Surgery 3: Complications
17 days after her operation, a CT scan found fluid build-up behind her chest bones. Unsure of whether it was blood clots or fluid from pus, the doctors, suspecting it as the reason for her continuous fever, subjected Adrianna again to a knife through her chest bones.
The stress was beginning to show; Joceline found that Adrianna was losing hair and saw that her legs had also become skinny and weak from laying down. Reuben wanted nothing more than to take Adrianna home to her big sister Angelia, who missed her very much. Thankfully, her doctors soon agreed.
Surgery 4: Fontan
Adrianna’s final surgery was scheduled for when she was four. Reuben and Joceline hoped it would be the last. This time, doctors would widen the hole in the dividing wall of her heart permanently to equalise the pressure in her heart. They would also reroute the upper arteries.
Reuben remembers the walk to the operating theatre vividly; “As we entered the OT, Adrianna whispered, “Daddy, I am scared”, so I carried her and whispered back that Mummy and I love her and will be waiting for her. I sat her on my lap and she was calm and as they placed the gas mask on her, she did not struggle or cry and seemed almost happy. She was so brave. Slowly, as I cradled her, she fell asleep. I had been through this moment with her three times already and each time, it gets harder and harder to leave her in the OT and walk away…”
Two months after her discharge, Brave Heart found that she could run without being tired – their jubilance was inexpressible.
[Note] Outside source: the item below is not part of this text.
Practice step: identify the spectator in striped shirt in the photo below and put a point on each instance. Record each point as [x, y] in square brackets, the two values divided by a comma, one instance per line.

Unexpected Surgeries 5 and 6: The Closing Hole
Another unexpected blow came a year later – the hole that was widened “permanently” was closing, and only another surgery would fix it.
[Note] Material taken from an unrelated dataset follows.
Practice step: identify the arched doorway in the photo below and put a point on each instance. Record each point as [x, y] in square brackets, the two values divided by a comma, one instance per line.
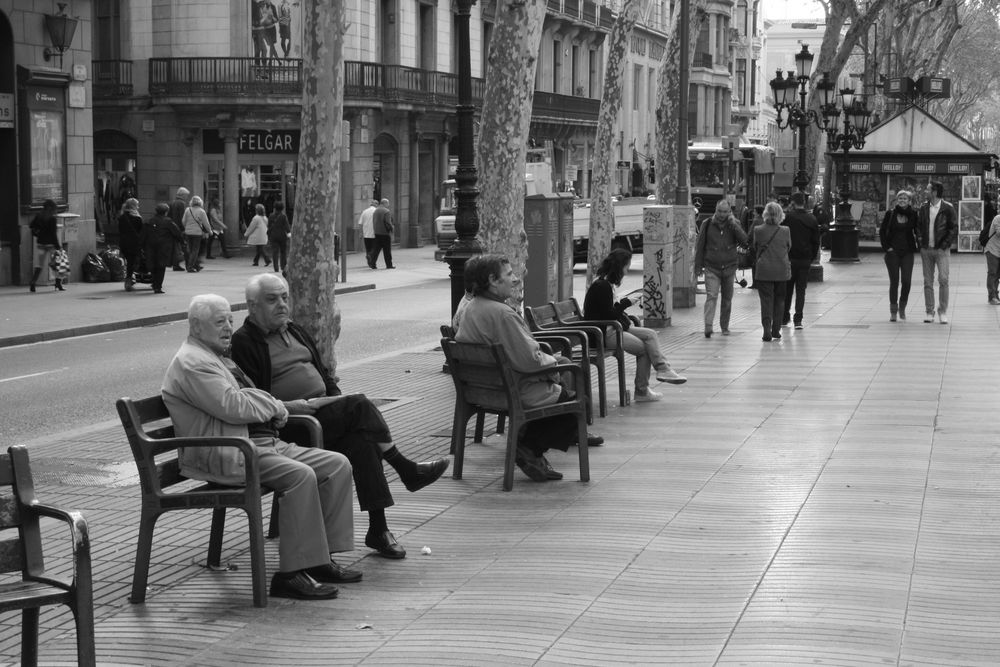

It was decided that a new procedure would be tried out, one that would be performed for the first time in Singapore, by a specialist who had done the procedure abroad. They would insert a bovine transplant valve as an emergency pressure exit.
“The fifth and sixth surgeries were the most stressful,” Reuben tells us. “This was the first time we felt like she might not make it”.
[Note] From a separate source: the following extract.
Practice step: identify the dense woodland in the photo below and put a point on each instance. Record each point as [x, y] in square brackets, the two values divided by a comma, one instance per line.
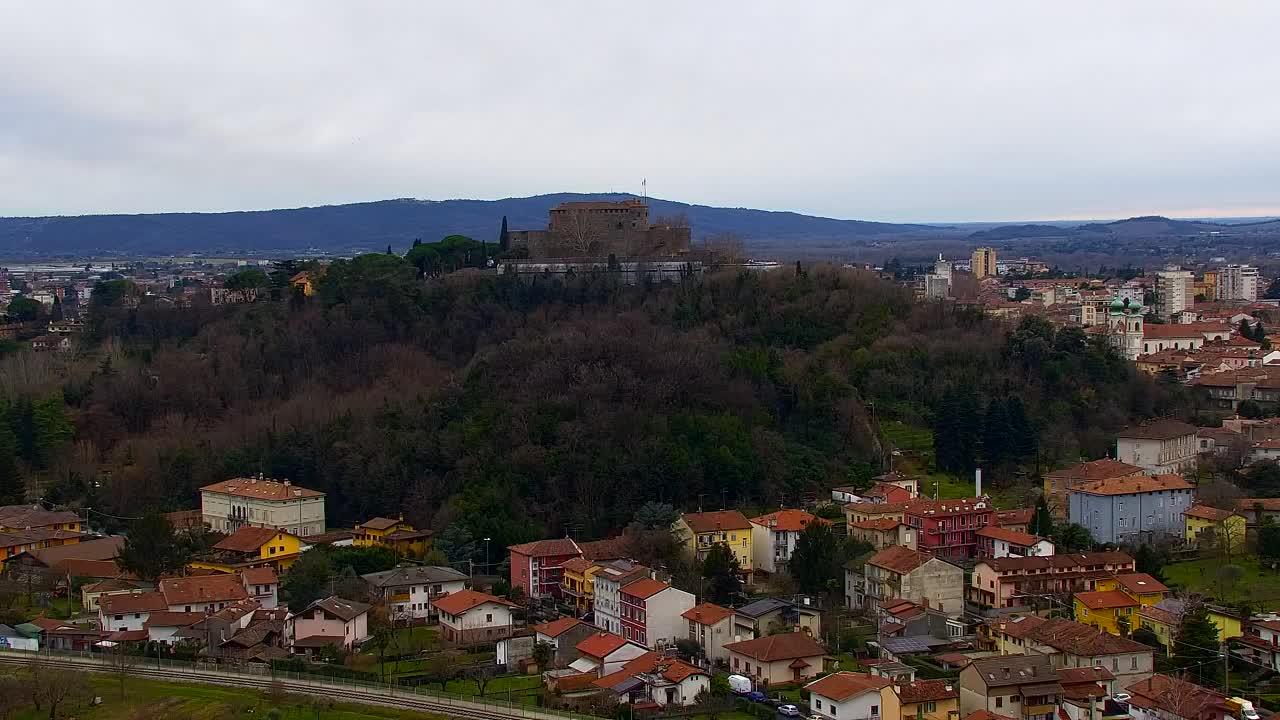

When it was time for the surgery, to their shock, their surgeon was replaced by someone else. Uncomfortable, all they could do was wait.
Although they were told that the surgery had gone fine, the entire surgical team filled the ICU in fervent discussion the morning after. The tension was palpable.
The electrical wiring connecting Adrianna’s heart to her brain was hit during surgery. Another open-heart surgery was needed, this time, to be done by their original surgeon, a mere five days after. Adrianna would need to be fitted with a pacemaker because of her now damaged nerves and weakened heartbeat. Joceline could see her surgeon was exhausted. “I’ll do it fast”, he promised.
It was a relief all around when their surgeon emerged with a big smile on his face. “I’m happy with how it went”, he said.
Today, Adrianna jumps about carefree. Although she will have to be on Wafarin – a blood thinner – for the rest of her life, Adrianna lives normally. She bruises more easily, bleeds longer, and will never be able to do competitive sports or climb mountains, but is otherwise healthy.
When Adrianna becomes a young adult, she will have a heart transplant.
Family is Everything
When asked how they did it, the couple said it was truly friends and family, camped out at the hospital with them, who kept them going. Reuben, who co-founded with Mark The Amazing Toybox, which performs music for children, said Mark “held the fort” when he needed time off. Joceline’s sister was also a reassuring presence, carefully timing her trips back from Australia to coincide with the operations.
They are especially thankful for Marjorie, their helper who went above and beyond the call of duty and never once complained. Marjorie often slept by Adrianna’s bedside from 7pm to 8am in the hospital. She is also Adrianna’s “best friend”.
Reuben started the facebook page, “Adrianna Brave Heart and Angelia Brownie Bear”, in the hope
of creating a space to connect with other families going through similar situations, especially since he found no support group in Singapore.